Home / Stream/ Integrations/ Sources/ Google Cloud/Google Cloud Pub/Sub Source

Google Cloud Pub/Sub Source

Cribl Stream supports receiving data records from Google Cloud Pub/Sub, a managed real-time messaging service for sending and receiving messages between applications.

Type: Pull | TLS Support: YES (secure API) | Event Breaker Support: No

Prerequisites

When working with Google Cloud Pub/Sub, you need to know:

  • The project where your credentials originated.
  • The project that contains any topic and subscription you want to work with.

If the desired topic and subscription reside in the same project where your credentials originated, describe them using either short names or fully-qualified names.

If the desired topic and subscription reside in a different project than the one where your credentials originated, you must describe them using fully-qualified names.

Here’s an example of a fully-qualified topic name: projects/my-project-id/topics/my-topic-id.

The short name for the same topic would be: my-topic-id.

Configure Cribl Stream to Receive Data from Pub/Sub

  1. On the top bar, select Products, and then select Cribl Stream. Under Worker Groups, select a Worker Group. Next, you have two options:
    • To configure via QuickConnect, navigate to Routing > QuickConnect. Select Add Source and select the Source you want from the list, choosing either Select Existing or Add New.
    • To configure via the Routes, select Data > Sources. Select the Source you want. Next, select Add Source.
  2. In the New Source modal, configure the following under General Settings:
    • Enabled: Toggle on to enable the Source.
    • Input ID: Enter a unique name to identify this Pub/Sub Source definition. If you clone this Source, Cribl Stream will add -CLONE to the original Input ID.
    • Description: Optionally, enter a description.
    • Topic ID: ID of the Pub/Sub topic from which to receive events.
    • Subscription ID: ID of the subscription to use when receiving events.
  3. Next, you can configure the following Optional Settings:
    • Create topic: If toggled on, Cribl Stream will create the topic on Pub/Sub if it does not exist.
    • Create subscription: If toggled on (default), Cribl Stream will create the subscription on Pub/Sub if it does not exist.
    • Ordered delivery: If toggled on, Cribl Stream will receive events in the order that they were added to the queue. For ordered delivery to work correctly, ensure that both the process receiving events and the subscription from which messages are read have ordered delivery enabled.
    • Region: Region to retrieve messages from. Select default to allow Google to auto-select the nearest region. (If you’ve enabled Ordered delivery, the selected region must be allowed by message storage policy.)
    • Tags: Optionally, add tags that you can use to filter and group Sources in Cribl Stream’s UI. These tags aren’t added to processed events.
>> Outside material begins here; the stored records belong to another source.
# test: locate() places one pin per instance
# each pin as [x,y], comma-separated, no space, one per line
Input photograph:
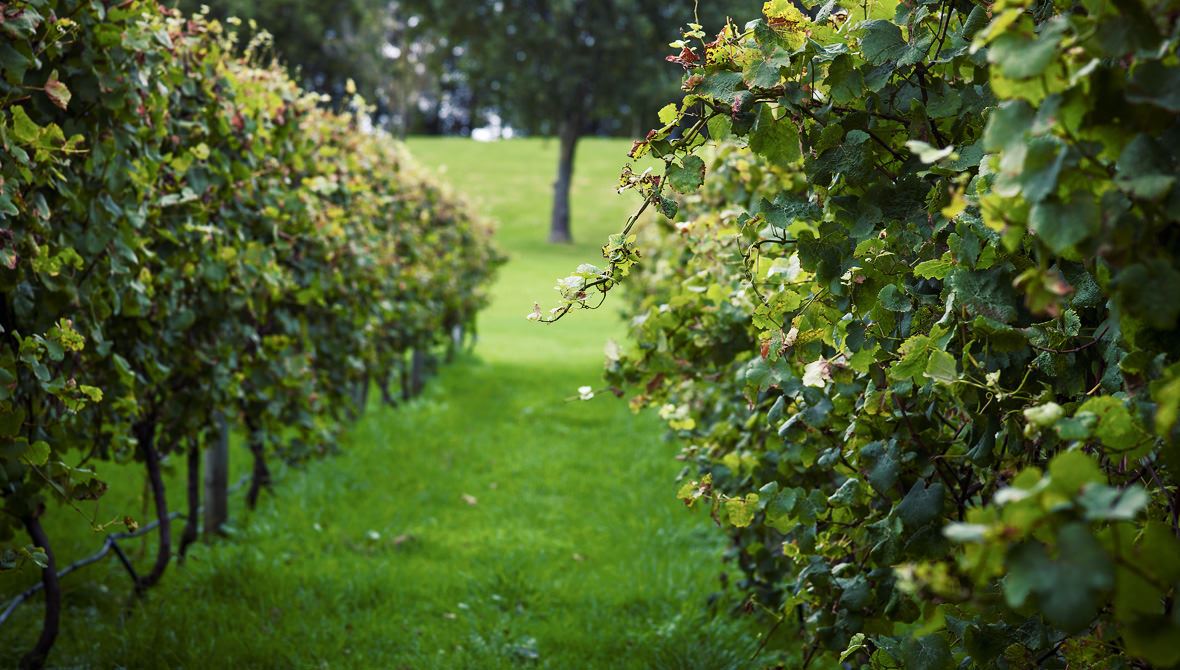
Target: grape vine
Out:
[915,323]
[188,235]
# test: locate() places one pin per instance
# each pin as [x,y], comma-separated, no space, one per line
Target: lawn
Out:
[492,523]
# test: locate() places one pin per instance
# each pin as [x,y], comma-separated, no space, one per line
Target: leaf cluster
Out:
[916,326]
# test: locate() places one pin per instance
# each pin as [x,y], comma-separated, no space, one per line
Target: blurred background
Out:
[452,67]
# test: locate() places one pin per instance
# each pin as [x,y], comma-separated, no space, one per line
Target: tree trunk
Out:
[145,433]
[191,525]
[386,393]
[417,372]
[260,478]
[362,394]
[559,223]
[40,651]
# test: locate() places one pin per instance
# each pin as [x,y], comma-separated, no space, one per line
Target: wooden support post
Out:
[217,478]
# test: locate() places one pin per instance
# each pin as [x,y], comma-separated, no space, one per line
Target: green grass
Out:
[576,553]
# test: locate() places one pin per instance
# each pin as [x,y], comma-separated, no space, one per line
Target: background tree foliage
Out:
[916,324]
[565,67]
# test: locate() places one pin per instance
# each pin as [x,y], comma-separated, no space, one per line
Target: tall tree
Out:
[564,66]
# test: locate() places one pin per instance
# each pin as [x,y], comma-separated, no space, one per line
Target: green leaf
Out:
[1116,427]
[688,176]
[893,299]
[856,644]
[37,453]
[942,367]
[1154,84]
[669,112]
[1073,470]
[1044,415]
[928,153]
[1110,504]
[915,355]
[882,41]
[922,505]
[1062,225]
[928,652]
[741,510]
[1021,56]
[935,269]
[775,139]
[846,494]
[1068,589]
[23,127]
[882,460]
[57,91]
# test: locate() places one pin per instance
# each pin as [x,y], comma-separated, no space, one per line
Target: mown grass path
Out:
[491,523]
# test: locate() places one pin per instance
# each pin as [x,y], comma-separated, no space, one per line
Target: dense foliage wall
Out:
[917,329]
[185,235]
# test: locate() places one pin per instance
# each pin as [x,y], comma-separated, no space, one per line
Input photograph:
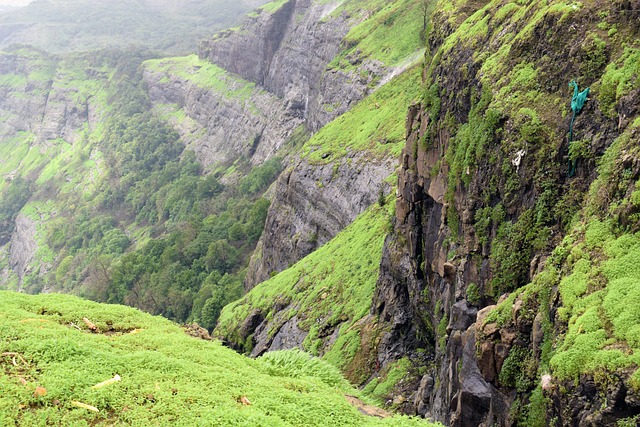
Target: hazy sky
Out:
[14,2]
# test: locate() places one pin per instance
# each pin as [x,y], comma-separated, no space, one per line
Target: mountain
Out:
[408,190]
[126,367]
[81,25]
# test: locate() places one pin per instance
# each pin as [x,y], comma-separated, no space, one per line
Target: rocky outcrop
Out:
[311,204]
[23,245]
[49,108]
[218,126]
[446,264]
[287,51]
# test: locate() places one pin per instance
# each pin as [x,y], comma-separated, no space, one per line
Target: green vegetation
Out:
[274,6]
[129,216]
[619,79]
[331,288]
[51,363]
[87,25]
[375,125]
[205,75]
[391,34]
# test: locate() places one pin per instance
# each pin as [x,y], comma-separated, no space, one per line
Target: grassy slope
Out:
[390,34]
[332,286]
[87,25]
[168,378]
[596,271]
[375,125]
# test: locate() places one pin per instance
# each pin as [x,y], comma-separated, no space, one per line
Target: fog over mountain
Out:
[80,25]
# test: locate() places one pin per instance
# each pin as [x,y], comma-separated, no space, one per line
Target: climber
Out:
[577,102]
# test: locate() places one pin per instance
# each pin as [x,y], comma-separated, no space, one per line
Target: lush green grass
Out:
[376,124]
[205,75]
[167,377]
[390,34]
[273,6]
[85,25]
[597,273]
[331,288]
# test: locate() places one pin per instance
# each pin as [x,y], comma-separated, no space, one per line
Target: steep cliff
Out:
[319,57]
[218,115]
[48,106]
[343,170]
[495,205]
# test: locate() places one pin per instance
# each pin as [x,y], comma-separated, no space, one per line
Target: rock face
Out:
[311,204]
[287,52]
[45,113]
[47,108]
[221,128]
[22,246]
[443,265]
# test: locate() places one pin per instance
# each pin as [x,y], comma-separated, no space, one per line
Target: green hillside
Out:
[51,362]
[83,25]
Use a tab or hard return between (arbitrary) tag names.
  4. Optionally, you can adjust the Authentication, Processing, and Advanced settings, or Connected Destinations outlined in the sections below.
  5. Select Save, then Commit & Deploy.

Authentication

Use the Google authentication method drop-down to select a Google authentication method:

  • Auto: This option uses the GOOGLE_APPLICATION_CREDENTIALS environment variable to provide the location of a credential JSON file. The environment variable can also be set directly in JSON format. When this option is set, Cribl Stream will first check whether the GOOGLE_APPLICATION_CREDENTIALS environment variable exists and properly set with valid credentials. If this environmental variable is missing or incorrect, Cribl Stream checks for credentials in two additional fallback locations, as described in the official Google Cloud documentation: How Application Default Credentials works. In addition to using the GOOGLE_APPLICATION_CREDENTIALS environment variable, you can use credentials attached to your Google Cloud instance.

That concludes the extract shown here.